Demographic factors associated with the knowledge level of rural and urban respondents showed that knowledge of CRC was not significantly associated with age in either of the LGA’s. This is in contrast with findings from a similar study on knowledge and perception in Jordan and Asia that reported that better knowledge score was attributed to older age (Koo et al., 2012; Hana et al., 2015). In the urban area gender significantly associated with knowledge of CRC (p=0.014) although not for rural respondents, female and male were both knowledgeable (50%) each for the rural residents while male urban respondents (57.39%) were more knowledgeable than female (42.61%). This contradicts with a previous study that reported that there was no significant association with participant gender (Koo et al., 2012; Hana et al., 2015).Education was significantly associated with knowledge of CRC for rural residents (p=0.010) and urban residents (p<0.001) respectively, knowledge increased with education for both groups, this is in line with a study carried out in Saudi-Arabia among mixed respondents that reported correct answers are influenced by variables which includes higher educational levels. Furthermore, findings have consistently associated higher education with good CRC knowledge grade as revealed by the study (Yasmine et al., 2016; Osama et al.,2015; Taha et al., 2015; Vui et al., 2015). Occupation was significantly associated with knowledge level of CRC (p=0.001) for urban respondents, however not significantly associated for rural respondents (p=0.232), majority of urban respondents (68.7%) engaged in skilled occupation had good grades compared to rural respondents (51.5%). This is in contradiction to a study carried out in Hong-kong that reported poorer knowledge among employed respondents with the explanation they were more occupied with their own job duties and could be less aware of educational initiatives on CRC, and hence less knowledgeable (Coughlin and Thompson, 2004).

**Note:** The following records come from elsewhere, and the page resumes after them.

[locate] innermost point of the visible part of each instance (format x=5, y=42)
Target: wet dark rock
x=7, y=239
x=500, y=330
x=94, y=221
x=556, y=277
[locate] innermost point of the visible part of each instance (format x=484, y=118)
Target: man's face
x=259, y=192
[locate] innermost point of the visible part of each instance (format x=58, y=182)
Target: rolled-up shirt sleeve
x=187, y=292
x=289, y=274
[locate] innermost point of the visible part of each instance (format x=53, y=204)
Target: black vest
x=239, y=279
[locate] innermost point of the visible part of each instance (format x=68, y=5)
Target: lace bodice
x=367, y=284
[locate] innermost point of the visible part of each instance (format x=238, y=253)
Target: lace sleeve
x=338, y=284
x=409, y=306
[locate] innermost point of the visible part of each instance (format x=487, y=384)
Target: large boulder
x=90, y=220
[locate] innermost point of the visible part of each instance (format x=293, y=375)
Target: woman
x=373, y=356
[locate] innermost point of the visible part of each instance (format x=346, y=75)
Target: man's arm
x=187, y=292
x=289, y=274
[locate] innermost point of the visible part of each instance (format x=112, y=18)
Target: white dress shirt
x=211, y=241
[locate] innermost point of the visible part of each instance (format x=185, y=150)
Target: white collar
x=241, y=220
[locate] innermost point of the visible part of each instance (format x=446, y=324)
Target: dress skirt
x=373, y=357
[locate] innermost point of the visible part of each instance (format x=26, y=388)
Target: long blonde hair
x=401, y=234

In conclusion, this study has revealed that the level of knowledge of sign/symptoms, risk factors and preventive measures of colorectal cancer was generally poor among the study groups, but significantly lower among rural respondents. Presence of risk- factor was higher among urban respondents while preventive practice was poor in both groups.
This is one of the few studies that compared knowledge, risk-factors and preventive practices for colorectal cancer among rural and urban respondents in Nigeria, However, it does have some limitations. Firstly, only one rural and one urban LGA were selected in the State so the findings may not be wholly representative of the entire population of the State, Also, data was dependent on respondents’ recall ability and no objective measures were used to verify most of the information. Third, we did not screen respondents for early signs of CRC and as such were unable to make comparisons of CRC in both groups. Further research may include actual screening of respondents in rural and urban areas. The underlying reasons for the poor levels of knowledge and preventive practices may also need to be explored.
Funding
No external funding.
Statement conflict of Interest
None.
Acknowledgements
The authors are grateful to the leadership and people of Ikorodu and Surulere LGA for their permission in carrying out the work and for participating in the study. The protected time for the contribution of OO (Oluwakemi Odukoya) towards the research reported in this publication was supported by the Fogartry International Center of the National Institutes of Health under the Award Number K43TW010704. The content is solely the responsibility of the authors and does not necessarily represent the official views of the National Institutes of Health.